Lo fascinante es que estos bibliotecarios responden tanto a hechos tangibles —un nutriente, una toxina, el ritmo del corazón durante el ejercicio— como a mundos que sólo existen en tu mente: la emoción de un reencuentro, la tensión sostenida de una preocupación, la calma de un suspiro consciente. La epigenética es, así, un puente por donde lo vivido se vuelve molécula.

El cuerpo como cuaderno palimpsesto

Cada vez que respiras hondo, preparas verdura fresca o ríes con alguien querido, añades pequeñas correcciones a tus genes: activas defensas antioxidantes, aflojas la inflamación que acecha en silencio, refinas la manera en que las células usan la energía. De forma parecida, noches de insomnio o discusiones interminables pueden pegar etiquetas de alarma que hacen que el sistema inmune —siempre noble, aunque algo dramático— crea que estás en guerra permanente.

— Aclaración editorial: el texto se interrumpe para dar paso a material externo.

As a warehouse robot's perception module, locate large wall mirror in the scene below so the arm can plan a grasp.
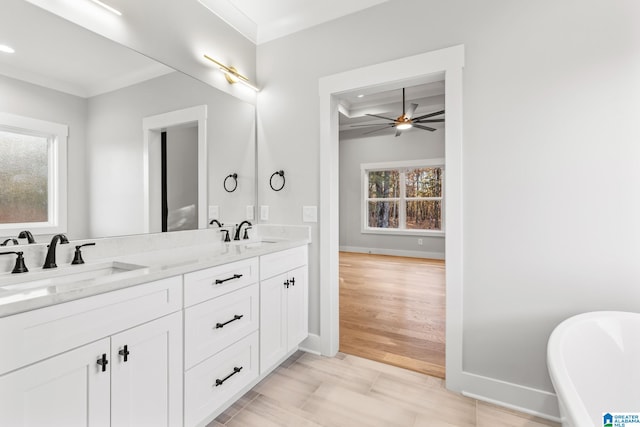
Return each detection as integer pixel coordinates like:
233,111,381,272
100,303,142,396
0,0,256,240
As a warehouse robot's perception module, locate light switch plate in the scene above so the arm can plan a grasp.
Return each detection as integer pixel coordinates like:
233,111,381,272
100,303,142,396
209,205,220,220
302,206,318,222
260,205,269,221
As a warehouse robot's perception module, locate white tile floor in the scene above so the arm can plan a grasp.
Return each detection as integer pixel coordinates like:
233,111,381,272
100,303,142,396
207,352,559,427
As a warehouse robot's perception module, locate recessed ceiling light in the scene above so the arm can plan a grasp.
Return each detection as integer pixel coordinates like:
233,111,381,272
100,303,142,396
91,0,122,16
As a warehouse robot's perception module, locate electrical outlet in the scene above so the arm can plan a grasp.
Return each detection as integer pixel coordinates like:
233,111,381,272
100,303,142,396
302,206,318,222
260,205,269,221
209,205,220,220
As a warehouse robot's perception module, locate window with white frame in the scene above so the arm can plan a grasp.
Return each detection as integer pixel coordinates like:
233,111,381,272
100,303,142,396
361,159,444,234
0,113,68,236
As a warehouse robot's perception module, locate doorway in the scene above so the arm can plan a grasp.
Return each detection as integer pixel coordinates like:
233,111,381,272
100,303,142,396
338,80,446,378
142,105,208,233
160,127,198,232
317,45,464,391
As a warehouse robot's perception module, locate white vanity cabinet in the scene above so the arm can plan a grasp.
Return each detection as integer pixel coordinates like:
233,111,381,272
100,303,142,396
0,277,182,427
260,246,309,374
184,258,259,427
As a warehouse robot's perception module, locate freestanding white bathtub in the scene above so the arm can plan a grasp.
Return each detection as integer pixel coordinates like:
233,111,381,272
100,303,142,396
547,311,640,427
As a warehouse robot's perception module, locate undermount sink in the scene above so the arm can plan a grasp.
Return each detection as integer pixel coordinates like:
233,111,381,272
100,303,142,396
244,240,278,249
0,261,146,291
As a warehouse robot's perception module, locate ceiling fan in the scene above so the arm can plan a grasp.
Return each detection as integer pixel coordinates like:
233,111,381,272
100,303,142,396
351,88,444,136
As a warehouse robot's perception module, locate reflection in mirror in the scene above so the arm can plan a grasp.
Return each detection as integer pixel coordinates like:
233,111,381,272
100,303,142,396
0,0,255,239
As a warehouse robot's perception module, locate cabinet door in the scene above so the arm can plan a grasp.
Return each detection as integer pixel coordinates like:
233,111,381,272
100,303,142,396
111,312,182,427
0,338,111,427
285,266,309,351
260,274,287,373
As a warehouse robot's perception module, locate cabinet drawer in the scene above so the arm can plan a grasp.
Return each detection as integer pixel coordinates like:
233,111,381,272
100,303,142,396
260,245,309,279
184,258,258,307
184,283,260,369
0,276,182,374
184,331,258,427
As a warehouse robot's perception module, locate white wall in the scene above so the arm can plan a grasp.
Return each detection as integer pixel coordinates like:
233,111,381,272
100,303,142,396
340,129,445,259
0,75,89,239
87,73,255,237
257,0,640,415
26,0,256,103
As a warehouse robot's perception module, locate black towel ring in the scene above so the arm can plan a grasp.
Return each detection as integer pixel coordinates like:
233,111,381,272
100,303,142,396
269,171,285,191
222,173,238,193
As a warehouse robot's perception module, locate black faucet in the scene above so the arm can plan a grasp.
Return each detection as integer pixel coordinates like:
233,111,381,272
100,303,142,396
233,219,252,240
0,239,20,246
209,219,224,228
0,251,29,274
18,230,36,244
42,234,69,268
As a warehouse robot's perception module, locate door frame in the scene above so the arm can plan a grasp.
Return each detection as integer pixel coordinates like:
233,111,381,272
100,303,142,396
142,105,208,233
319,45,464,391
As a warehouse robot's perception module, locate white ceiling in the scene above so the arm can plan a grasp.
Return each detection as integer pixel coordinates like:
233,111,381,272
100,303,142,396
339,80,446,138
0,0,173,98
198,0,389,44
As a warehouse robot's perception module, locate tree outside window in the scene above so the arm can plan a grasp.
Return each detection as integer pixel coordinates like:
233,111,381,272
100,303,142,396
362,161,444,232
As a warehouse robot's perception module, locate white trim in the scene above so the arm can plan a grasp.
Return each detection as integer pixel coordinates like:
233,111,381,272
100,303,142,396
462,372,560,423
360,229,446,237
142,105,209,233
0,113,69,235
360,158,446,237
360,157,444,171
298,334,322,356
319,45,464,391
339,246,444,259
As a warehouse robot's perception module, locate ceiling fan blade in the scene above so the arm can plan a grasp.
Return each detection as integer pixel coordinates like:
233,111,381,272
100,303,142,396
404,104,418,119
365,114,396,122
349,123,392,128
363,125,393,135
415,110,444,120
413,124,436,132
413,119,444,123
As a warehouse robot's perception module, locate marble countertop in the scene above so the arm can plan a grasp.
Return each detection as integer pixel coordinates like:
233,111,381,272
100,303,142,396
0,238,310,317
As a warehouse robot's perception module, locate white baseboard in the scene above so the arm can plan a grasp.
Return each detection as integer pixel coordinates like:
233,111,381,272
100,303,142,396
462,372,560,423
298,334,321,356
340,246,444,259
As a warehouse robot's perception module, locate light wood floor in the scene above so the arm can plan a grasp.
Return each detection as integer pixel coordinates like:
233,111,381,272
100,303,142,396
340,252,445,378
207,352,560,427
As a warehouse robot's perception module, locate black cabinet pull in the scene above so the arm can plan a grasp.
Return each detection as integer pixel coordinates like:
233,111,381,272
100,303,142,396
118,345,131,362
96,353,109,372
216,314,244,329
216,366,242,387
216,274,242,285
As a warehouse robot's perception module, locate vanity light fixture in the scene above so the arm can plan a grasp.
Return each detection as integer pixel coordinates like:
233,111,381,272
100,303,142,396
0,44,16,53
204,55,260,92
91,0,122,16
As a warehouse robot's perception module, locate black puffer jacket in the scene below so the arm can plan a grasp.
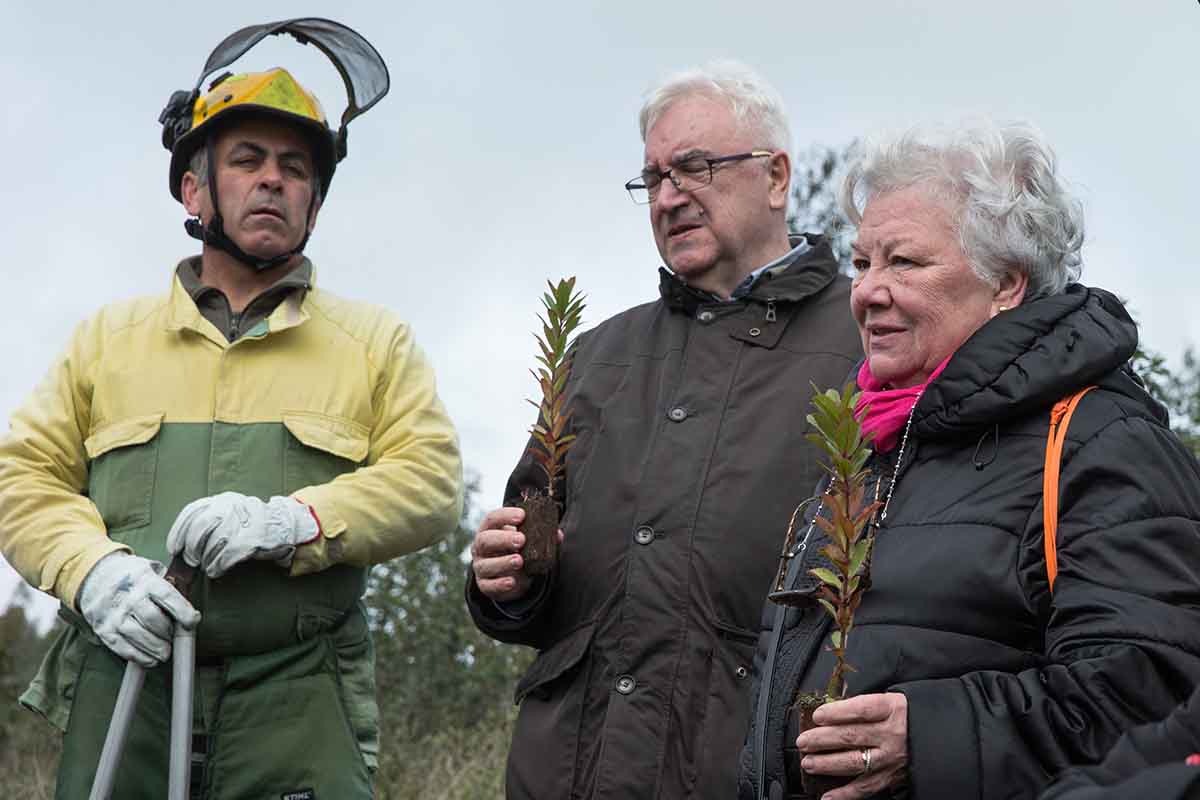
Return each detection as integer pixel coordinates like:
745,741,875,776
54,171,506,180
739,285,1200,800
1039,690,1200,800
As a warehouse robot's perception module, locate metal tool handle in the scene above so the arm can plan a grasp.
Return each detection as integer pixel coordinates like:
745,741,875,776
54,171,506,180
88,661,146,800
167,625,196,800
88,555,197,800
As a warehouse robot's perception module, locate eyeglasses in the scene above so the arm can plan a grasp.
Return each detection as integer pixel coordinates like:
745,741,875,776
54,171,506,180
625,150,775,205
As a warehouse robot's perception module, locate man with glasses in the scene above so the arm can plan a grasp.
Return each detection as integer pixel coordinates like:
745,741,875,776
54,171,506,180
467,57,860,799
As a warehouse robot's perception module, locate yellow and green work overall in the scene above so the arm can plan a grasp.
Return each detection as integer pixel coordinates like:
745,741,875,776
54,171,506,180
0,262,462,800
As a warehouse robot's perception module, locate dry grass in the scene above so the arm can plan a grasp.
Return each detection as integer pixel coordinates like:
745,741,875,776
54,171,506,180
0,698,61,800
0,708,511,800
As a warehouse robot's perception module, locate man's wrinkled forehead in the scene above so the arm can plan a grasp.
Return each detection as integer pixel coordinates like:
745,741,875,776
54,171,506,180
643,92,740,168
212,116,313,164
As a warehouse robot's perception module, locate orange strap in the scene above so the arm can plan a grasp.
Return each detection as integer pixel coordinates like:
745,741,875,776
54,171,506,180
1042,386,1096,593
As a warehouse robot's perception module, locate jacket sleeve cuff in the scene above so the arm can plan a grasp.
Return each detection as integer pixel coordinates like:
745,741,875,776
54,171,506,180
288,491,347,577
889,680,984,798
55,536,133,612
492,576,550,620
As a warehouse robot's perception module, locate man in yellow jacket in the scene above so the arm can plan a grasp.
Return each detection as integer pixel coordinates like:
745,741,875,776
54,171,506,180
0,20,462,800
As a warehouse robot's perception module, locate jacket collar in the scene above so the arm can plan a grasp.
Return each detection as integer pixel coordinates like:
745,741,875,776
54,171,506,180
166,257,317,349
912,283,1138,438
659,234,850,314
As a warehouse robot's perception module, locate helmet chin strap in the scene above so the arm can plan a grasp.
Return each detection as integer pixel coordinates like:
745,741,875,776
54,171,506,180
184,137,317,272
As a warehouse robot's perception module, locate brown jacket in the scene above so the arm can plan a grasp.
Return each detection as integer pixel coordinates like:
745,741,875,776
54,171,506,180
467,237,860,800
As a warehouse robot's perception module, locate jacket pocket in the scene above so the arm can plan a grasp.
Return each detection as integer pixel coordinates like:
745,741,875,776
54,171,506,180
283,411,371,493
696,620,757,798
505,622,598,800
512,622,595,705
84,414,163,534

Nada de esto borra las letras originales, pero cambia la entonación con que se leen. Piensa en una partitura musical: las notas son fijas, pero basta un cambio en la dinámica —piano, forte, crescendo— para que la melodía transmita ternura o épica. En tu cuerpo, la epigenética es ese matiz.

Curarse escribiendo

Los médicos empiezan a aprovechar esta plasticidad. Hay fármacos capaces de quitar candados epigenéticos a genes silenciados por error —algo útil, por ejemplo, en ciertas leucemias— y otros que los ponen donde conviene para frenar la multiplicación de células tumorales. Sin embargo, la parte más sorprendente es descubrir que el organismo posee su propia caligrafía sanadora.

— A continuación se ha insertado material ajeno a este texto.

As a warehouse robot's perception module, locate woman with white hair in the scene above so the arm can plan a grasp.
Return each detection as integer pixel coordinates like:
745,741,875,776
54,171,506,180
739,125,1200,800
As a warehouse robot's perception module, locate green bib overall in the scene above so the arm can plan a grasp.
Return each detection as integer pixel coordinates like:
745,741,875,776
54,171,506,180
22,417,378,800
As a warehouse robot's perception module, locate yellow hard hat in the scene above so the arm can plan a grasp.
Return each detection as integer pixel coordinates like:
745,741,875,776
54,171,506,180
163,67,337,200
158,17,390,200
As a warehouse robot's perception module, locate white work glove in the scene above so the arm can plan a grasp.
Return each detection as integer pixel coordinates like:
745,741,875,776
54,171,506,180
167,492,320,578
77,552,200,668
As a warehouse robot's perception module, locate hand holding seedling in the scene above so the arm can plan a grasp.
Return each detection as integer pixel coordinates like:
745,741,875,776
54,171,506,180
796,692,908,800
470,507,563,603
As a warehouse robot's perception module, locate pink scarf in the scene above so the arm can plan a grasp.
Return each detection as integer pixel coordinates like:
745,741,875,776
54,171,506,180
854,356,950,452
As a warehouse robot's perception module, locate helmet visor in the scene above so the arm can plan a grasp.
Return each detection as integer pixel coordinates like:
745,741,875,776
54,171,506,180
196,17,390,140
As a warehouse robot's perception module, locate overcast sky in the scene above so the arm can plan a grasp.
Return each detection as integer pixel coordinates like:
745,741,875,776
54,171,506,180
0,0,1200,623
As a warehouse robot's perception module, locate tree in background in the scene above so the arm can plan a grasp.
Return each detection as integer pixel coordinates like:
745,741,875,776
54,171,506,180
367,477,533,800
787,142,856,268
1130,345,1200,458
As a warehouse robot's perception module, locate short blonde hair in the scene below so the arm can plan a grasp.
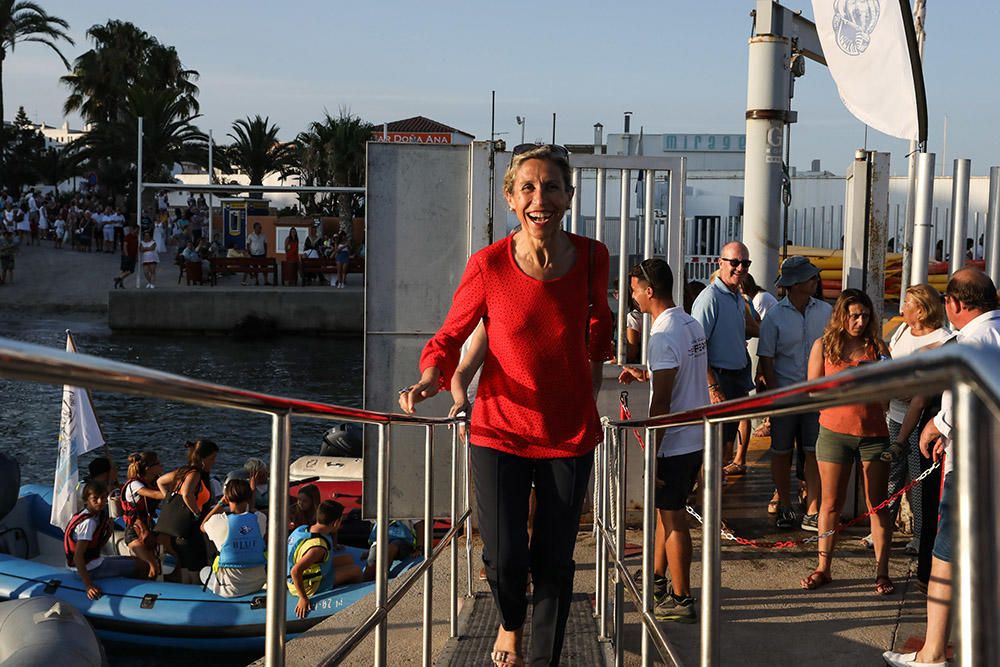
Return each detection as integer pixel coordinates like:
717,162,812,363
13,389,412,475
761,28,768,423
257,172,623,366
906,283,944,329
503,144,573,194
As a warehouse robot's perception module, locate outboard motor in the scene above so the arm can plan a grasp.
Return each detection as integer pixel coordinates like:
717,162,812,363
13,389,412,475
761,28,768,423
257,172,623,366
0,595,104,667
0,453,21,520
319,424,364,459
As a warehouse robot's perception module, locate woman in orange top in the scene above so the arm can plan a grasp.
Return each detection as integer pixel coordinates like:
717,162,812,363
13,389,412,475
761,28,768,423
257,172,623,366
801,289,895,595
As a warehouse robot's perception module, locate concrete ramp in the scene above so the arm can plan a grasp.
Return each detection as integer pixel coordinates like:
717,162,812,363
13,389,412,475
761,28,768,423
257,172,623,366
434,592,607,667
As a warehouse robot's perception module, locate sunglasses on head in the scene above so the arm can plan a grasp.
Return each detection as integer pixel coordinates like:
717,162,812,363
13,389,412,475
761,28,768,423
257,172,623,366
511,144,569,160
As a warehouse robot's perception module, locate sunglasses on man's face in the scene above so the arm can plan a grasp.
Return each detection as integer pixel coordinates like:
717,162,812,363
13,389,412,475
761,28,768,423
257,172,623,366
511,144,569,160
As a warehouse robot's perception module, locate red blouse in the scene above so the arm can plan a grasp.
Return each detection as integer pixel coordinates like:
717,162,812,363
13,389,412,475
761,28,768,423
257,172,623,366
420,234,613,458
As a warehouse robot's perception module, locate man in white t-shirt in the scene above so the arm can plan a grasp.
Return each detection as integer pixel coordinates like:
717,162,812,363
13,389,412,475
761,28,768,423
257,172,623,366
882,268,1000,667
618,259,710,623
195,478,267,598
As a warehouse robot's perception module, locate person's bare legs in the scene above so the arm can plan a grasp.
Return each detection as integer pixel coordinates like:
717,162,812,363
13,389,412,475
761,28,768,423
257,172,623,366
861,461,892,579
801,461,851,588
803,452,823,514
733,419,750,466
653,510,667,577
657,510,691,597
916,557,951,662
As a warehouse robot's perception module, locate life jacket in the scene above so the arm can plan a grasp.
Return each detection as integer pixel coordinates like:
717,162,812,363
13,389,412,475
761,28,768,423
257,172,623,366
368,521,417,547
288,526,333,597
118,479,160,530
212,512,267,572
63,510,111,567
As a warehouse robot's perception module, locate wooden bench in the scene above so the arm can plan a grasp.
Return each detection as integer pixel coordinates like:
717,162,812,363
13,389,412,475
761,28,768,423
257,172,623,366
208,257,278,285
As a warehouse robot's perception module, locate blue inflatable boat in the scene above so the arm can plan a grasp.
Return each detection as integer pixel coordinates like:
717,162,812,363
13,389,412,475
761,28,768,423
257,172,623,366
0,485,418,651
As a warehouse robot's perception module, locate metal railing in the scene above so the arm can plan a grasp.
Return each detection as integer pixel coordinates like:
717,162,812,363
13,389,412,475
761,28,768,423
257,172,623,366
594,345,1000,667
0,338,472,667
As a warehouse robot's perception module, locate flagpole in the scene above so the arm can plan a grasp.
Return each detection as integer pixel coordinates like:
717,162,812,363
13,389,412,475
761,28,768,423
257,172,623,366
899,0,927,304
66,329,111,461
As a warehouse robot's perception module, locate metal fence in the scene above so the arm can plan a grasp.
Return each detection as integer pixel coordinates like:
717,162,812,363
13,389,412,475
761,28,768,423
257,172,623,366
0,338,472,667
594,345,1000,667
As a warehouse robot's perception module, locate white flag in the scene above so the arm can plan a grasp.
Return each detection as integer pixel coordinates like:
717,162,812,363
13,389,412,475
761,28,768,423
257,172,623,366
49,332,104,528
813,0,926,140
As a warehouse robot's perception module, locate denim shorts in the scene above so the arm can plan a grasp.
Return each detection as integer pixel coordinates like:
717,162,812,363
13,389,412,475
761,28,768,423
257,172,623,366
933,473,955,563
88,556,135,579
771,412,819,454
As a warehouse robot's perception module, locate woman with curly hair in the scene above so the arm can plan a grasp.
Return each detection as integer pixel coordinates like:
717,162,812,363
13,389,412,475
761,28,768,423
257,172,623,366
801,289,895,595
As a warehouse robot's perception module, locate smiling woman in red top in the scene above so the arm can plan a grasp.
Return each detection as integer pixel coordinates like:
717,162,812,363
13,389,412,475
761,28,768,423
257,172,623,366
399,144,612,667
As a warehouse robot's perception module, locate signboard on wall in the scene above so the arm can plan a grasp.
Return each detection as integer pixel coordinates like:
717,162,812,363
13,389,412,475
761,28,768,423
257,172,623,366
372,131,451,144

  • Movimiento que despierta
    Caminar a paso ligero, bailar o subir una montaña no sólo fortalece músculos; también escribe sobre los genes que gobiernan la respiración celular, volviéndolos más eficientes. Cada latido sudoroso deja tinta fresca que dice: “hazte resistente, mantente joven”.

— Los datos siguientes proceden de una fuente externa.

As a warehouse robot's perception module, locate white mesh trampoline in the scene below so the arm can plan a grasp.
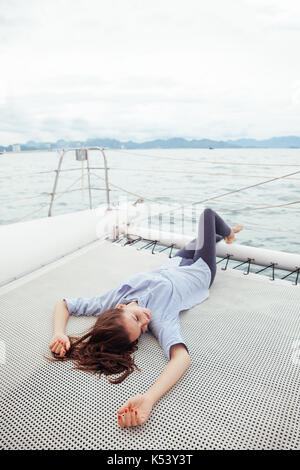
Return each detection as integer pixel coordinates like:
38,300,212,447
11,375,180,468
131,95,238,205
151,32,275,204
0,241,300,450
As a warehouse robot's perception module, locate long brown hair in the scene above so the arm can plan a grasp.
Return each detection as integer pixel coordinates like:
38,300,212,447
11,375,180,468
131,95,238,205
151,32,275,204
48,308,140,384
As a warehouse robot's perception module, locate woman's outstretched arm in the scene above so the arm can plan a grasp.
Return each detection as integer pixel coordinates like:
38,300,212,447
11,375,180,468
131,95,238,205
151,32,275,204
49,300,70,356
118,344,191,427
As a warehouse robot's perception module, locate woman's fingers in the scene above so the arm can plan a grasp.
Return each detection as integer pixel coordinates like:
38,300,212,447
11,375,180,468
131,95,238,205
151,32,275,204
130,408,138,426
51,341,59,353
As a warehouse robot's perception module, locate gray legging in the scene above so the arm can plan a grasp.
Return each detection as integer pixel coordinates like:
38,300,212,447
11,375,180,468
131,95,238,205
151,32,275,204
175,208,231,287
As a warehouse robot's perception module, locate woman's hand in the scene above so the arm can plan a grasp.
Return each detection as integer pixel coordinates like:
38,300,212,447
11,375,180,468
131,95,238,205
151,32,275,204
118,394,153,428
49,333,71,357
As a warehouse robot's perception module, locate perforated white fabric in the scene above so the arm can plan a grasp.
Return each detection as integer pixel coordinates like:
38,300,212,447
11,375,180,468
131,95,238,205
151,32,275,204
0,242,300,450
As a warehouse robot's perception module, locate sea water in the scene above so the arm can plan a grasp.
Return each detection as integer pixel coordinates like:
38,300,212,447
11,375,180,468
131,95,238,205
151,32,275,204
0,149,300,253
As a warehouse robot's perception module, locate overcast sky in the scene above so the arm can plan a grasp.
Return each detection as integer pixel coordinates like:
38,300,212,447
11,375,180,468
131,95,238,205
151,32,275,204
0,0,300,145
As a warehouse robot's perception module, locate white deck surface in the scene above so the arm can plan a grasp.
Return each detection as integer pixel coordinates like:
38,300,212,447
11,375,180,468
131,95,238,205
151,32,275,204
0,241,300,450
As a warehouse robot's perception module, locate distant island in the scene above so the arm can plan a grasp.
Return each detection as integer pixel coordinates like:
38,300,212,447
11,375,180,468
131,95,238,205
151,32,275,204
0,136,300,152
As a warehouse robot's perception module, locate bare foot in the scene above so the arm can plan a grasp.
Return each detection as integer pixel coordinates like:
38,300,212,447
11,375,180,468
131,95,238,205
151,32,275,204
224,225,243,243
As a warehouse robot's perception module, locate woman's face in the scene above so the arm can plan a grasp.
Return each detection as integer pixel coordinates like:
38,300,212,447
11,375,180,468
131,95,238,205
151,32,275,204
116,302,152,342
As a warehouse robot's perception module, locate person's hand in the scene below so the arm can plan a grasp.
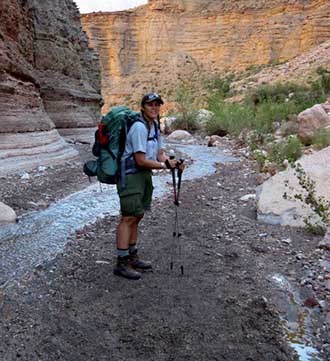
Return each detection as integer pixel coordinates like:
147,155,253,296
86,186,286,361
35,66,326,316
176,161,186,172
165,159,178,169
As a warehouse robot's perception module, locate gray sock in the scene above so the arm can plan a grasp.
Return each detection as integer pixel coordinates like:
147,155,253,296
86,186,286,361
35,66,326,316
117,248,129,258
128,243,137,254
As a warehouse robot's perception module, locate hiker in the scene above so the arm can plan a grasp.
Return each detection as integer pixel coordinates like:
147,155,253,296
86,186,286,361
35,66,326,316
114,93,183,280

  • Alimentos que dialogan
    El verde intenso de las hojas, el índigo de los frutos del bosque y el dorado del aceite de oliva llevan pequeñas moléculas que conversan con las células como un buen editor: tachan redundancias tóxicas y realzan pasajes de reparación.

  • Silencio interno
    Cuando la mente calla —a veces después de diez minutos de meditación, otras al contemplar un amanecer— bajan los mensajeros del estrés y suben los que promueven serotonina y endorfinas. Esa química favorece que ciertos genes antiinflamatorios se acerquen a la luz del “lector”.

¿Y el misterio?

Hay preguntas que la ciencia aún formula en voz baja. ¿Por qué un trauma infantil deja cicatrices epigenéticas que pueden sentirse, décadas después, en la tensión de la nuca o en la forma de afrontar el miedo? ¿Cómo un instante de amor intenso consigue, de pronto, que el sistema inmunitario parezca recordar lo que es sentirse a salvo?

Los biólogos hablan de “herencia transgeneracional”: señales que saltan de abuelos a nietos como anécdotas familiares contadas sin palabras. Los antiguos llamaban a algo parecido “memoria del linaje”. Tal vez se trate de la misma realidad observada con lentes distintas: la certeza de que la vida escribe en capas superpuestas y que, cuando sanamos aquí y ahora, imprimimos tinta nueva que viaja más allá de nosotros.

Vivir como coautores

No somos esclavos de las primeras líneas de nuestro código, pero tampoco autores únicos que lo reescriben a capricho; somos más bien coautores. El entorno, la sociedad y los gestos propios sostienen el mismo bolígrafo. Cada elección minúscula —decir gracias, beber agua, apagar la pantalla para dormir— decide si los pasajes luminosos se subrayan o se apagan.

Así, la epigenética nos invita a una especie de humildad activa: comprender que la biología escucha todo—nuestro silencio, nuestras risas, nuestros asombros—y que, sin pretenderlo, cada día entregamos un prólogo al cuerpo que habitaremos mañana.

Que tu próxima respiración sea, entonces, palabra cuidadosa; tu próximo pensamiento, renglón amable. El libro ya está escrito, sí, pero el capítulo que comienza en este instante todavía espera tu mejor voz.